CHICAGO --- In low-income and minority communities where colonoscopies may be prohibitively expensive for many residents, less-invasive, more frequent testing combined with automated reminders, can yield dramatic improvements in colorectal cancer (CRC) screening rates, according to a new Northwestern Medicine® study.
The study found that community health center patients who received follow-up -- that is, outreach by mail, automated telephone and text messages, and calls by a health center staff member if no response was given in three months -- were more than twice as likely to complete an at-home colon cancer screening test. This was true even though most patients in the study were poor, uninsured, had limited English proficiency and a low understanding of health information.
The study will be published in JAMA Internal Medicine June 16.
"With electronic health records, we can set up inexpensive systems to remind patients to do annual home colon cancer screening tests and achieve a very high success rate," said the study's author David Baker, M.D. "We can achieve success even for patients with multiple financial, literacy and cultural barriers to CRC screening."
Baker is chief of internal medicine and geriatrics and the Michael A. Gertz Professor of Medicine at Northwestern University Feinberg School of Medicine. He also is a physician at Northwestern Memorial Hospital.
CRC is the third most common cancer for both men and women and the second-leading cancer killer in the United States. Screening and early treatment can be extremely successful in preventing CRC deaths; approximately 90 percent of people with CRC that is found early and treated appropriately are still alive five years later.
In the U.S., the majority of CRC screening is done by colonoscopy, even though the procedure is expensive and invasive, and several safe and effective recommended alternatives exist. In this study, Baker's team used fecal occult blood testing (FOBT), which can be completed at home with a single stool sample. FOBT must be conducted annually to catch colon cancer before it is too advanced to cure.
Prior to the study, it was not known whether patients would adhere to an annual at-home testing schedule for CRC.
Baker and his colleagues identified 450 patients who received their care through a network of community health centers in Chicago. The overwhelming majority of the patients studied were uninsured Latino women and all had had a negative result with a previous at-home FOBT.
Patients were divided into two groups, a usual care group and an intervention group. Usual care included computerized reminders, standing orders to give patients home tests and provider feedback. The intervention group received usual care plus the following: a mailed reminder letter; a free home test with low-literacy instructions and a postage-paid return envelope; automated phone and text messages reminding them that a home test was being mailed to them and they were due for screening; automated phone and text reminders two weeks later for those who did not return the home test; and personal outreach from a trained professional after three months if a test was not completed.
The researchers found that the intervention was very successful, with 82.2 percent of the patients in the intervention group completing the FOBT within six months of the screening due date compared to 37.3 percent of the patients in the usual care group.
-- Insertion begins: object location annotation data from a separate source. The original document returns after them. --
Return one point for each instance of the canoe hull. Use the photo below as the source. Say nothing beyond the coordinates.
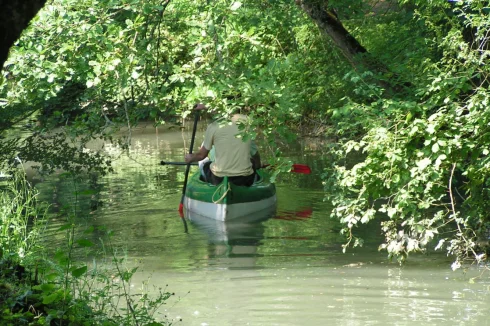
(228, 202)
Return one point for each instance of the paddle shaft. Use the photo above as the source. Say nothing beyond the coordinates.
(194, 128)
(296, 168)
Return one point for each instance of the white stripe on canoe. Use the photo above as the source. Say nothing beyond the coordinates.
(223, 212)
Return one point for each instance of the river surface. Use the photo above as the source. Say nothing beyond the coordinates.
(286, 270)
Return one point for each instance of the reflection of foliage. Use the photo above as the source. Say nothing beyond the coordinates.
(56, 152)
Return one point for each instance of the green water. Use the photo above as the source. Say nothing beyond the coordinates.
(286, 270)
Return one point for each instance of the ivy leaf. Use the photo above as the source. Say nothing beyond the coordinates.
(435, 148)
(235, 5)
(422, 164)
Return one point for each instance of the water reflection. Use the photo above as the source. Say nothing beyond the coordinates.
(285, 269)
(233, 244)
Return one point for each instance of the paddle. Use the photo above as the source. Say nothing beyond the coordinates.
(296, 168)
(181, 205)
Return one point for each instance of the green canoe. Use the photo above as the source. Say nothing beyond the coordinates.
(227, 201)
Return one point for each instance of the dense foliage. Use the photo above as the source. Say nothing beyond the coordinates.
(408, 110)
(37, 290)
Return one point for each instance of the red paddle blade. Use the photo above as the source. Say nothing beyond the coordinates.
(301, 168)
(181, 210)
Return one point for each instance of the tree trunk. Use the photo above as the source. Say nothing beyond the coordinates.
(15, 16)
(329, 23)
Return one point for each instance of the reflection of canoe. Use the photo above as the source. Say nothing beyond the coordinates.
(242, 231)
(227, 201)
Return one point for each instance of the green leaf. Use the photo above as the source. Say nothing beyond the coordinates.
(85, 243)
(235, 5)
(65, 227)
(79, 271)
(435, 148)
(51, 298)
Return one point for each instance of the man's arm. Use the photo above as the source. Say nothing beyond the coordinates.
(194, 157)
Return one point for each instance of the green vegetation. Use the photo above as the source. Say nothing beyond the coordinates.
(37, 290)
(400, 86)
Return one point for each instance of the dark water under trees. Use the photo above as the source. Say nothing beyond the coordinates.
(287, 270)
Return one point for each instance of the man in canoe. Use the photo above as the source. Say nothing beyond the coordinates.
(234, 158)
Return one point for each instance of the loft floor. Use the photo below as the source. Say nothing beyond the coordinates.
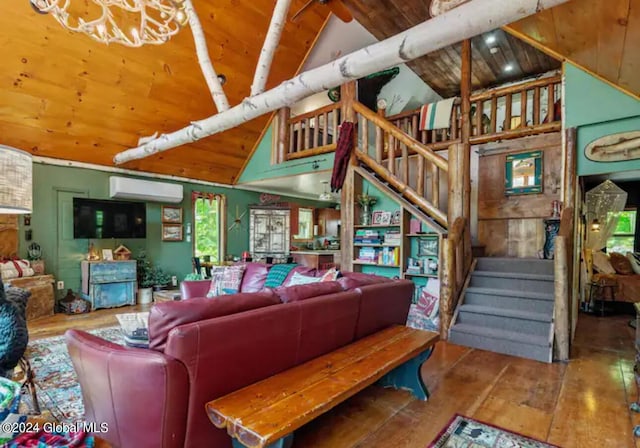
(581, 404)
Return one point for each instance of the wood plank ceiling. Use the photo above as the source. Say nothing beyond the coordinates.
(602, 37)
(66, 96)
(441, 69)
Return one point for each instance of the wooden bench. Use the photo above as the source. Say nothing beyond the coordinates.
(266, 414)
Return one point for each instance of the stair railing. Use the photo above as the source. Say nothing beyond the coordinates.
(456, 265)
(410, 167)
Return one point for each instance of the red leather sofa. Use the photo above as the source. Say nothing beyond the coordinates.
(201, 349)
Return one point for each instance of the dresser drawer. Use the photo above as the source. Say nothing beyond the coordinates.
(116, 271)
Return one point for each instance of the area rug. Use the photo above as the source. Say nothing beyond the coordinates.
(56, 382)
(464, 432)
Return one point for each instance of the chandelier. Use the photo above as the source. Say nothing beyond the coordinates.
(128, 22)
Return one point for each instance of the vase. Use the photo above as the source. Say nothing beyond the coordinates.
(365, 215)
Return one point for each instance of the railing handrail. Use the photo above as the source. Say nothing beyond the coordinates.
(399, 135)
(316, 112)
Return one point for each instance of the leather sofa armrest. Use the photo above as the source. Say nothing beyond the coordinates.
(190, 289)
(142, 395)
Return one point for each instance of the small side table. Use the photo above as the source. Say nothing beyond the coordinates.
(166, 295)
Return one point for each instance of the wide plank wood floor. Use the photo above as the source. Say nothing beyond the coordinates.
(582, 403)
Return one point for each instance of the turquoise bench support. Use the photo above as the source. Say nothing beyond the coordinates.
(285, 442)
(407, 376)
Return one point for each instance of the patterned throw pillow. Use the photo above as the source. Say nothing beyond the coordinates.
(277, 274)
(231, 279)
(299, 279)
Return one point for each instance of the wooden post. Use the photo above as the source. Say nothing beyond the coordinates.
(561, 292)
(283, 134)
(465, 107)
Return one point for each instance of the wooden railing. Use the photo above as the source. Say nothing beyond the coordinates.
(457, 260)
(312, 133)
(406, 172)
(497, 119)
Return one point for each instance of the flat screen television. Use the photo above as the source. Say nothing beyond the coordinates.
(99, 218)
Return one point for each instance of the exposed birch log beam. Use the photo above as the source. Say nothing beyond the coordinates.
(271, 42)
(465, 21)
(210, 75)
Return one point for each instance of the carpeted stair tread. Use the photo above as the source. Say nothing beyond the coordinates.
(540, 341)
(516, 314)
(519, 275)
(509, 293)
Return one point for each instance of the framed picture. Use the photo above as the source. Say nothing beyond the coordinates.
(107, 254)
(385, 219)
(171, 232)
(376, 217)
(428, 247)
(172, 214)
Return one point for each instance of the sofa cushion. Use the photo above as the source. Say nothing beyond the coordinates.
(278, 274)
(351, 280)
(301, 292)
(255, 275)
(620, 263)
(164, 316)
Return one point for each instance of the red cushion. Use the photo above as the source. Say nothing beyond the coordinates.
(167, 315)
(301, 292)
(255, 274)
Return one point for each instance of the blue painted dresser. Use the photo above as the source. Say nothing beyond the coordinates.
(107, 284)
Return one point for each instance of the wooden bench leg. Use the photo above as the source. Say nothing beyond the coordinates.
(407, 376)
(285, 442)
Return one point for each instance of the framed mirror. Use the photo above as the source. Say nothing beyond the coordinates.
(523, 173)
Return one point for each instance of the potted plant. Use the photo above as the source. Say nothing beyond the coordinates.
(146, 278)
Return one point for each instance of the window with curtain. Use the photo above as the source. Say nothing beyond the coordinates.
(624, 235)
(208, 227)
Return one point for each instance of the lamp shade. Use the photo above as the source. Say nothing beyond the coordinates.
(16, 176)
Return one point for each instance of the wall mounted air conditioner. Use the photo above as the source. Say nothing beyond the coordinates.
(145, 190)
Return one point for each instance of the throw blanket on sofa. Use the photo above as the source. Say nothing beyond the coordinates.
(436, 115)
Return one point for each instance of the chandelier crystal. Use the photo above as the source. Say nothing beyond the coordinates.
(128, 22)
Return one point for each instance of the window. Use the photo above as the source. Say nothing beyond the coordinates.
(624, 235)
(208, 239)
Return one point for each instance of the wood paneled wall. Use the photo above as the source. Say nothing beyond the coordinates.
(511, 226)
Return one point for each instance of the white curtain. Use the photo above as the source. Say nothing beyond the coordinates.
(603, 203)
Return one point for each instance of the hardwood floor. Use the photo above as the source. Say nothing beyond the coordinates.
(582, 403)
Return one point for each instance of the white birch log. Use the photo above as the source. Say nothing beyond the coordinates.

"This intervention greatly increased adherence to annual colorectal cancer screening," Baker said. "It is possible to improve annual screening for vulnerable populations with relatively low-cost strategies, and we know that earlier detection of cancer through screening will save lives."
The next step in this work is for Baker's team is to work with community health centers that want to implement similar outreach programs to improve CRC screening rates. Baker noted that he has already spoken to health centers in the Midwest and Pacific Northwest, and has provided them with materials.
This study was funded by the Agency for Healthcare Research and Quality (AHRQ) grant number HS021141.